Teachers Sue Florida Governor for Order to Reopen Schools in Defiance of 'Basic Human Needs for Health and Safety'

School counselor Chloe Gerbec and teachers Malikah Armbrister and Brittany Myers stand in protest in front of the Hillsborough County Schools District Office on July 16, 2020 in Tampa, Florida. Teachers and administrators from Hillsborough County Schools rallied against the reopening of schools due to health and safety concerns amid the Covid-19 pandemic. (Photo: Octavio Jones/Getty Images)

Teachers Sue Florida Governor for Order to Reopen Schools in Defiance of 'Basic Human Needs for Health and Safety'

The state's "push to physically reopen schools full time without any precautions or new resources, and, most importantly, amid a skyrocketing Covid-19 surge, ignores science, safety, and basic humanity."

Teachers in Florida--where coronavirus cases continue to surge--filed a lawsuit on Monday to block a state-ordered physical reopening of schools in August, saying, "There is no rational basis for ignoring science and evidence-based data."

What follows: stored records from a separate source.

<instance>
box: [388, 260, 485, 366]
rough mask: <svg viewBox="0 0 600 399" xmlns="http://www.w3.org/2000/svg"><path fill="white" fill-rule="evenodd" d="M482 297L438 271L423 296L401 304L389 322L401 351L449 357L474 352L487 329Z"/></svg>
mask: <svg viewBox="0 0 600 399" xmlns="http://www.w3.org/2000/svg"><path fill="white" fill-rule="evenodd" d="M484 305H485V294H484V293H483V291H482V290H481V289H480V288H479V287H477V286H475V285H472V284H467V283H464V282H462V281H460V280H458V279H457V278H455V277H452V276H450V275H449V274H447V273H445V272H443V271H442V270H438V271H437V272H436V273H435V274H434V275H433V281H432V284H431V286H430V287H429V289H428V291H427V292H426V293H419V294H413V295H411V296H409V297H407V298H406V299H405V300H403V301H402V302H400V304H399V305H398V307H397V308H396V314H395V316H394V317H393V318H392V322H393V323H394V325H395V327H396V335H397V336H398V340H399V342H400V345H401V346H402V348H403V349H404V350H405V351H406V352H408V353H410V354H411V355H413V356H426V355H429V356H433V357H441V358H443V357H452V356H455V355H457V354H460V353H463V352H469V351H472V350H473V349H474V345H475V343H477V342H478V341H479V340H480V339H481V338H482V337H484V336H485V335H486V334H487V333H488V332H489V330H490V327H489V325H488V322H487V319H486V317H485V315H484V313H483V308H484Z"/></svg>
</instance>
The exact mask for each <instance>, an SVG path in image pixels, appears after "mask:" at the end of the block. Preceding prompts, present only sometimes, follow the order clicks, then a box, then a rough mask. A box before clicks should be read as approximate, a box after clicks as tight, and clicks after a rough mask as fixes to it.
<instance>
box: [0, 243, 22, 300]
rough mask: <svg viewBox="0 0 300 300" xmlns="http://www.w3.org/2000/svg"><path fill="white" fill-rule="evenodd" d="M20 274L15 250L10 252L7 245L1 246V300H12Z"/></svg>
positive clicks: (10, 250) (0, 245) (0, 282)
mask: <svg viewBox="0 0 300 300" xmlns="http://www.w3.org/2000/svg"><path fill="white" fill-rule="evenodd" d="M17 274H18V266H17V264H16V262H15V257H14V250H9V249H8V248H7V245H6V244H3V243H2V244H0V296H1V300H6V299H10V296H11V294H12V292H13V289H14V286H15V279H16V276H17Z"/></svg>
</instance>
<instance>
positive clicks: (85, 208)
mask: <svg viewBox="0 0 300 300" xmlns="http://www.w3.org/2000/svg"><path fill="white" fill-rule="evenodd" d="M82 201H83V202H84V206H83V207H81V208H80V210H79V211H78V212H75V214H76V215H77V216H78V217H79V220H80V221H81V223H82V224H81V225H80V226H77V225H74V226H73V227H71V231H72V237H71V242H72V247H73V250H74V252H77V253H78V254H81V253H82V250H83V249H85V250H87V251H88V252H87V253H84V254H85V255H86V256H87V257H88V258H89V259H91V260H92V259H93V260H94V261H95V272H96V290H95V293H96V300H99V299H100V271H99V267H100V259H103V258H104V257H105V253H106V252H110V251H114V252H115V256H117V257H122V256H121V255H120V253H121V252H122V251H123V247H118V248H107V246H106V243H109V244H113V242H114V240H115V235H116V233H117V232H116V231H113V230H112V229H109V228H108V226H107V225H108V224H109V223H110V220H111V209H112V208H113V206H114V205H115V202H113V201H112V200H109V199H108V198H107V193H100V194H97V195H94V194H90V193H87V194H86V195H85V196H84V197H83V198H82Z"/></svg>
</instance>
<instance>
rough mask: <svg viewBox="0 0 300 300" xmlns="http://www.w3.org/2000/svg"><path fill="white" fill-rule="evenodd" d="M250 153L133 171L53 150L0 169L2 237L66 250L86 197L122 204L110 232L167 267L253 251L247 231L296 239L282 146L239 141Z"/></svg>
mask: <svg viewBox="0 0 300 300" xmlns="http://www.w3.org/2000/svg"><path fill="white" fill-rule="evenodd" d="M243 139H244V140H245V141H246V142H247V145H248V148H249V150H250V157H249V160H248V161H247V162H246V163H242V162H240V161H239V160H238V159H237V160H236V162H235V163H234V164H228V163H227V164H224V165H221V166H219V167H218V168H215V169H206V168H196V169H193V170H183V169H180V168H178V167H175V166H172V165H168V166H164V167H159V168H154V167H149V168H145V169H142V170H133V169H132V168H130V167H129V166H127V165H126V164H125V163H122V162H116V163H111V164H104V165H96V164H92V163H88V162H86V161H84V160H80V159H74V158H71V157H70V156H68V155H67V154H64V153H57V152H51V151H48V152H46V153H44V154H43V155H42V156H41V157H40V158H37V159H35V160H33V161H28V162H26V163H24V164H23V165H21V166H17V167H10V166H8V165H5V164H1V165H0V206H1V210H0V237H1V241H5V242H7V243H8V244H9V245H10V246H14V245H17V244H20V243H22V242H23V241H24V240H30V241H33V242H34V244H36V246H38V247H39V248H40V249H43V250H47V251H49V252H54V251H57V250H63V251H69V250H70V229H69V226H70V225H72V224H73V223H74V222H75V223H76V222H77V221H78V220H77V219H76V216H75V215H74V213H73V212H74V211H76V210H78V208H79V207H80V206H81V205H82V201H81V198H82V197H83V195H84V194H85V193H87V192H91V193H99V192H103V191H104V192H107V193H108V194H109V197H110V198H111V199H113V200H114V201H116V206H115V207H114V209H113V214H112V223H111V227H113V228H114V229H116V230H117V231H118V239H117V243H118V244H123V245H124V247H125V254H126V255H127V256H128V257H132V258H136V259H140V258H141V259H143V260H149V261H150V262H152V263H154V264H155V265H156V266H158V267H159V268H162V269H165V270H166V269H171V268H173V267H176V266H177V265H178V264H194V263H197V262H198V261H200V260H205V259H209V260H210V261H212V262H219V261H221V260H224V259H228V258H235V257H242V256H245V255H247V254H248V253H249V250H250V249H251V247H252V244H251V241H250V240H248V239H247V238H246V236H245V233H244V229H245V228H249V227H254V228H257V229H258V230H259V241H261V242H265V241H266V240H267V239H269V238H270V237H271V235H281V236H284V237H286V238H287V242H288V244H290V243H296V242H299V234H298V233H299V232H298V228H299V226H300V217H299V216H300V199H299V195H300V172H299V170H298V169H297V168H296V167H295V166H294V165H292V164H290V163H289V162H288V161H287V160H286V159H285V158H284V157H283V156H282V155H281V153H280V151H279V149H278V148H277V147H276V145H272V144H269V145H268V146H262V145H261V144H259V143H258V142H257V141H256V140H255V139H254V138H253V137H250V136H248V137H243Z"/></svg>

The lawsuit (pdf), filed by the Florida Education Association (FEA), names as defendants Gov. Ron DeSantis, Education Commissioner Richard Corcoran, the Florida Department of Education, the Florida State Board of Education, and Miami-Dade County Mayor Carlos Gimenez. The educators say the cohort "cannot legally deny students, public school staff, their family members, and the public with whom they come in contact within the public-school system their basic human needs for health and safety."

"Gov. DeSantis needs a reality check, and we are attempting to provide one," FEA president Fedrick Ingram said in a statement. "The governor needs to accept the reality of the situation here in Florida, where the virus is surging out of control. He needs to accept the evolving science."

"Everyone wants schools to reopen, but we don't want to begin in-person teaching, face an explosion of cases and sickness, then be forced to return to distance learning. Florida's constitution demands that public schools be safe," said Ingram.

New data validates the educators' concerns. Reporting on Monday showed the state continuing a five-day streak of the daily number of coronavirus cases surpassing 10,000, and Florida hospitals are running out of ICU beds.

What's more, the long-term health effects of the virus are unknown. New research from South Korea showed that children 10 and over can transmit the coronavirus as easily as adults can, and recently obtained Centers for Disease Control and Prevention materials warned that "full-sized, in-person classes" posed the "highest risk" of spreading the coronavirus compared to online learning or smaller classes with social distancing.

Yet President Donald Trump and Education Secretary Betsy DeVos continue to push for in-person learning in fall without a clear safety plan. And in Florida, Gov. DeSantis has sounded a similar note and dismissed the public health threat, while Commissioner Corcoran this month ordered schools to reopen for in-person learning for the fall term--despite the state being what the lawsuit called "an international epicenter of the lethal and unforgiving novel coronavirus."

"The state constitution guarantees safe schools," the lawsuit says, and requiring students and staff to go back to school buildings in Augusut while "in the midst of the pandemic create[s] an imminent threat to the public health, safety, and welfare."

"Many counties, including Miami-Dade County, are not even at Step 1 of the reopening process under CDC guidelines," which include a downward trajectory of Covid-19 cases over a 14-day period. The lawsuit accuses state officials of disregarding CDC guidelines. Further, "The Emergency Order comes with severe pressure by the state government defendants to physically reopen schools or face the loss of critical funding for public education. This threat pits students and safety against vitally needed funds for schools."

The filing adds that local health officials, who have the ultimate say on reopenings, have been silenced. From the lawsuit:

The Palm Beach County Health Director who cautioned about the risk to children "got a call from the surgeon general of the State of Florida that told her to keep her mouth shut and not speak about it. . . Not only did she get the call, but other health directors from around the state got the same call that they should not get involved with the school districts' decisions on whether or not to reopen schools. Silencing medical experts who advocate for the safety of our children is unconscionable.

"Reopening schools in the middle of a Covid-19 resurgence, and without the proper plan, resources, and safety precautions will inevitably exacerbate the spread of the virus, jeopardize public health, and ultimately cause longer closures," says the lawsuit.

Backing the legal action is American Federation of Teachers president Randi Weingarten, who said in a statement that the "push to physically reopen schools full time without any precautions or new resources, and, most importantly, amid a skyrocketing Covid-19 surge, ignores science, safety, and basic humanity. Gov. Ron DeSantis' order, as carried out by others, puts an entire generation of kids--as well as their families and their educators--at risk."

Weingarten also cast blame at the federal level.

"Further complicating getting our schools physically open again is the abject failure to date of both the president and the Senate to follow the House of Representatives' lead to provide schools with the resources they need to fund safe reopening plans," said Weingarten. "Here in Florida, the governor has a constitutional obligation to make schools safe, and he's failed."

"If he won't look out for students' and teachers' best interests, we will," she said.